Subjects can range from the practical to the outlandish and everything in between. Just ask the librarian if you don’t know where to go. Don’t be shy. Some people miss the archives room because it is off to the side of the main area; and if people do know about it, they think it is for rare items only. It is a must, however, for patrons of all types. You never know what you will find. Important documents are kept in storage—many withering blissfully with age. It may seem a bit old fashioned, but it is great fun to browse. As with other library assets, things are appropriately arranged and easy to navigate. It is a marvel of organization. Once smitten with the process, you will no doubt want to return.

One visitor recently asked about dehumidifiers of all things. I think he was about to make a purchase and was a bit overwhelmed. Why he thought the library was the fast way to get knowledge, who knows. He was right. We did have some brochures and pamphlets in the archives room in a section devoted to appliances. People often lose their instruction booklets after a period of time. The patron didn’t have to even check these out overnight, although you certainly can. A quick perusal gave him what he needed to know about sizes, prices, operation, and caveats. What is interesting here is that dehumidifiers are used in the archive room itself to protect old documents from light, extreme temperatures, and moisture. He had the devices right under his nose to evaluate first hand.
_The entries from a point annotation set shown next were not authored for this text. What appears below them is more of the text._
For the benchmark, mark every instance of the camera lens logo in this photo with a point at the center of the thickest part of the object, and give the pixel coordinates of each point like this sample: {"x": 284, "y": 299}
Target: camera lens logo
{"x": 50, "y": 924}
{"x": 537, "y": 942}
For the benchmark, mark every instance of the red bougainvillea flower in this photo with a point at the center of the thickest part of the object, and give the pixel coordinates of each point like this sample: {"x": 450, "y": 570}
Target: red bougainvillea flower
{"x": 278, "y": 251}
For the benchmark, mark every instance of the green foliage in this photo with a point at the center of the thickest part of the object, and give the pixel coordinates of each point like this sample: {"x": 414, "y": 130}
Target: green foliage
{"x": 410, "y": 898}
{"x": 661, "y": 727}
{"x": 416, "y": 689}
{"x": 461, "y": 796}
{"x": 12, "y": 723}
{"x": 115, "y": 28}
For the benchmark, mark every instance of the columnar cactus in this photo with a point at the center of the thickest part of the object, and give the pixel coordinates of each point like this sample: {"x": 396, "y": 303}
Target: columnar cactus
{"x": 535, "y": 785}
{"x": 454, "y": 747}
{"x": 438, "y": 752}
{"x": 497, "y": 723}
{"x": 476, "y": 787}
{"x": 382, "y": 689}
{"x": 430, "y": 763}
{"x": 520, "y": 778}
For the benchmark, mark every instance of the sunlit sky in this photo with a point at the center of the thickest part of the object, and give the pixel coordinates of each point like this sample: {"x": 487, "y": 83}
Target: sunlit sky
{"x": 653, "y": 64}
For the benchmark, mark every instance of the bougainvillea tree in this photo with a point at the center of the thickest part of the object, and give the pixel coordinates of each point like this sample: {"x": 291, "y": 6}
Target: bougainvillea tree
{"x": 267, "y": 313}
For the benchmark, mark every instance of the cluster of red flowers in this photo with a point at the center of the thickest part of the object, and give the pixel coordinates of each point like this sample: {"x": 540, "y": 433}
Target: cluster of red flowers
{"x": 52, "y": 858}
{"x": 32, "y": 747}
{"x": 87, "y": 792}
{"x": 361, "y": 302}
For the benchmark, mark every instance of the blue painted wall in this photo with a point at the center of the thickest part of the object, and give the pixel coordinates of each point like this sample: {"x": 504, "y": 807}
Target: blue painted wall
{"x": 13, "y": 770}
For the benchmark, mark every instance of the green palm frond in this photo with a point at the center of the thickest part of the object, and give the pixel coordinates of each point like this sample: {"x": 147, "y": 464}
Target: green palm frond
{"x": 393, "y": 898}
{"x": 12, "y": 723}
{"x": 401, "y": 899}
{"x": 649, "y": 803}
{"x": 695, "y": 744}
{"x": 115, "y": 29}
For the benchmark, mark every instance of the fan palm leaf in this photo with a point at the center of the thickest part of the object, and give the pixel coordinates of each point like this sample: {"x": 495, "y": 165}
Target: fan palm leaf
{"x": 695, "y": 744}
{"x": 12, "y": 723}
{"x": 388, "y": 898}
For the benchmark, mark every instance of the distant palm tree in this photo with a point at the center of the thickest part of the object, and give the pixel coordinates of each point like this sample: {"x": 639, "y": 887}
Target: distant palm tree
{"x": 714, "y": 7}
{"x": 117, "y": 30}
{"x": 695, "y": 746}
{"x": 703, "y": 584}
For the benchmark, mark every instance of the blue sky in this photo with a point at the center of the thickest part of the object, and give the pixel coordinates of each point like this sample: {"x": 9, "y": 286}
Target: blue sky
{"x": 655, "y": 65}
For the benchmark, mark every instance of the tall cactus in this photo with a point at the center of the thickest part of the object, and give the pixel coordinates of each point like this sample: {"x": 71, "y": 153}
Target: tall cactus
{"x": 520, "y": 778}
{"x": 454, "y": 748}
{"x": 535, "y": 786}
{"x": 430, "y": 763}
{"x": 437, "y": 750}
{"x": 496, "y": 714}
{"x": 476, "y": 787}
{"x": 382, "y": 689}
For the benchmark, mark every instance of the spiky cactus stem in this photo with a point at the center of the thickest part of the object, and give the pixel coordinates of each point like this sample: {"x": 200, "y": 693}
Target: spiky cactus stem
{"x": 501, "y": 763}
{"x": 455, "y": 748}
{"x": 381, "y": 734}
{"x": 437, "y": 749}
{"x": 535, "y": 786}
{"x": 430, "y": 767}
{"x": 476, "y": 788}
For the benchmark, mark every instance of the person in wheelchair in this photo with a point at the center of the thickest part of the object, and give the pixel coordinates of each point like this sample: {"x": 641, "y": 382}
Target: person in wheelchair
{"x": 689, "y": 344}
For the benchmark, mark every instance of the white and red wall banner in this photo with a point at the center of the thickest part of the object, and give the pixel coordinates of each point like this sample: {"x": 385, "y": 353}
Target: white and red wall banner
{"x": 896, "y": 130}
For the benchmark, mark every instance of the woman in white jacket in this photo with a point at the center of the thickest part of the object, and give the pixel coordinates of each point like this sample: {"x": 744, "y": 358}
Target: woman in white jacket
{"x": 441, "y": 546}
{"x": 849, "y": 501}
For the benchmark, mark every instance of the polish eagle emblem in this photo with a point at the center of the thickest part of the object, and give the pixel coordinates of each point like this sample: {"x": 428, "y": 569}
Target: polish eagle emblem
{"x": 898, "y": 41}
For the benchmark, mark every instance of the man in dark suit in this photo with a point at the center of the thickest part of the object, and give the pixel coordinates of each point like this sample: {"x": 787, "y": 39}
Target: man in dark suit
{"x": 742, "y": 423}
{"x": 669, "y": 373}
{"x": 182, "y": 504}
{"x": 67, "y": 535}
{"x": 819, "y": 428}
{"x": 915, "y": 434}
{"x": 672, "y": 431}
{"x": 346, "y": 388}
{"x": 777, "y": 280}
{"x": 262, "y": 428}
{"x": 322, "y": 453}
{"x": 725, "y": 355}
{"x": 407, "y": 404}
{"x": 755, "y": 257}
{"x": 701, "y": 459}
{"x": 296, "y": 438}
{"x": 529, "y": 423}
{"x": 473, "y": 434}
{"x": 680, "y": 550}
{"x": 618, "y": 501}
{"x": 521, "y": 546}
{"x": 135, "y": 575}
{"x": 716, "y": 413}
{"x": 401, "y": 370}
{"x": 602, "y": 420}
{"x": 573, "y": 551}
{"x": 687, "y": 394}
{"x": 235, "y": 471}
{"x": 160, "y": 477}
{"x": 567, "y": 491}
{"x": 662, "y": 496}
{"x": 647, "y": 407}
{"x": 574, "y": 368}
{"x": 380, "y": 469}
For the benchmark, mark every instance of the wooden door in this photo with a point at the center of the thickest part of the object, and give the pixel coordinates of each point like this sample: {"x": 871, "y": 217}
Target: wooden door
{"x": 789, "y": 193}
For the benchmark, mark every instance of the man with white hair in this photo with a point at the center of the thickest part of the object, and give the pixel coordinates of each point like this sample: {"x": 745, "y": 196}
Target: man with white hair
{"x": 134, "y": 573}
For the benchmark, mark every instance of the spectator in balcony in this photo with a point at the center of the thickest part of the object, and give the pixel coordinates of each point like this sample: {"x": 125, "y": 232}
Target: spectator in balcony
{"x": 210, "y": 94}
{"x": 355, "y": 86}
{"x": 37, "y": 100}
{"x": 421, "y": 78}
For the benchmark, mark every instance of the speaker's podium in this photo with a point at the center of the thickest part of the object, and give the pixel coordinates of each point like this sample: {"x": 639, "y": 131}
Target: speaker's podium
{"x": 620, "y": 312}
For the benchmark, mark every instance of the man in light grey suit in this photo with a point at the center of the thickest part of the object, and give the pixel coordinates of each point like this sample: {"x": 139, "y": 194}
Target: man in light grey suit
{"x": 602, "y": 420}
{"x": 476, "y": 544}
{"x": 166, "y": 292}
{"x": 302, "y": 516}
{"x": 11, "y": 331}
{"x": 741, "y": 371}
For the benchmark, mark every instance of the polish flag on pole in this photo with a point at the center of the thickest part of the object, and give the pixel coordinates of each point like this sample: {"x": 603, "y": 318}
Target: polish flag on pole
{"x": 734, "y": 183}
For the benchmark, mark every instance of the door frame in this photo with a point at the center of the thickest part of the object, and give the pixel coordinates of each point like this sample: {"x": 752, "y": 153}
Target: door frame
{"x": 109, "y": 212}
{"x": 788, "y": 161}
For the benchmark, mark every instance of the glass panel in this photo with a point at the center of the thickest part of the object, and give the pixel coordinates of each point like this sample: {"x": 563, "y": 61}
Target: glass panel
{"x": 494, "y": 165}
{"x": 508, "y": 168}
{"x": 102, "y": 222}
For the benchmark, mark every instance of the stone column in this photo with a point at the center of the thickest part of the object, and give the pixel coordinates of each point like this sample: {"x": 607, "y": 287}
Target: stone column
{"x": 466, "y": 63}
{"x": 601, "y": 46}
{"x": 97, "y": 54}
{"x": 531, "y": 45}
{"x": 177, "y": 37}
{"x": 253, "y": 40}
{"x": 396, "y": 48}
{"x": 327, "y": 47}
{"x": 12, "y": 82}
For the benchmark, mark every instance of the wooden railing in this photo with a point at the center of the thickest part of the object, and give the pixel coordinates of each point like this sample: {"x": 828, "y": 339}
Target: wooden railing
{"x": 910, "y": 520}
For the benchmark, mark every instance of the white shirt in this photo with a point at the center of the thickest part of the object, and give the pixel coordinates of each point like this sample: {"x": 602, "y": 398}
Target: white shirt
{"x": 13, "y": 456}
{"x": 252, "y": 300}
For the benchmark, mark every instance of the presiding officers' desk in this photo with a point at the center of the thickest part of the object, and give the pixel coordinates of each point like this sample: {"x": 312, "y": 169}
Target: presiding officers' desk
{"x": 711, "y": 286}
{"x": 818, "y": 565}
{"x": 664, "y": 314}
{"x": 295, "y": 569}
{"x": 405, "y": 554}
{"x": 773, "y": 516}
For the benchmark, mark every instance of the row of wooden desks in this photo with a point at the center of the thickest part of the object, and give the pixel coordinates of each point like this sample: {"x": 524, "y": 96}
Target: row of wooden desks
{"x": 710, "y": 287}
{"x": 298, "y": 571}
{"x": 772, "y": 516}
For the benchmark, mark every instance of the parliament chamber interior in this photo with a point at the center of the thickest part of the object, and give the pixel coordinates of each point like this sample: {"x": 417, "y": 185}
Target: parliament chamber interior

A dehumidifier is a simple electrical plug-in device that comes in various sizes and sucks out moisture in a given space. It can be regulated as needed. Some sophisticated models that are used in museums and library archive rooms are a little pricey. At home use is often devoted to excess moisture that causes coughing and respiratory discomfort, and people are often looking for the quietest dehumidifier they can find, to make it easier to sleep while it’s running. Dehumidifiers are also helpful in combating certain allergens. Our visitor easily narrowed down his parameters and was able to select a model suitable for his needs. He did become a bit fascinated with the ones interspersed throughout the archive room, which is not surprising.

While he asked questions, we were only able to point him in the direction of resource material. We are not consultants on products! We did, of course, employ dehumidifiers for storage areas and protective purposes; but that was where we drew the line. Someone technical no doubt selected and installed them for our particular job. Librarians and staff are on hand to direct research efforts and let patrons know of little known facts. They are worth their weight in gold. If you are stuck online and not finding what you want, the library is the best place to go.

Oddly Romantic Gift?

If my boyfriend would ask me, I would tell him what to get me for my birthday, Christmas, or Valentine’s Day. However, he has a mind of his own. Sometimes he comes up with the oddest things he thinks are romantic gifts. They traditionally are not. Consider the following story.

While working in the library on a normal day, my boyfriend happened to be on premises one afternoon. He was sitting at a large wooden table with his laptop open in front of him. Did he want me to see him? I have no doubt! Nonetheless, he was engrossed in some online research and I was dying to know all about it. In retrospect he was looking up an item he wanted to give me for a gift. Perhaps he hoped I would take a peek and make my own selection. It didn’t happen.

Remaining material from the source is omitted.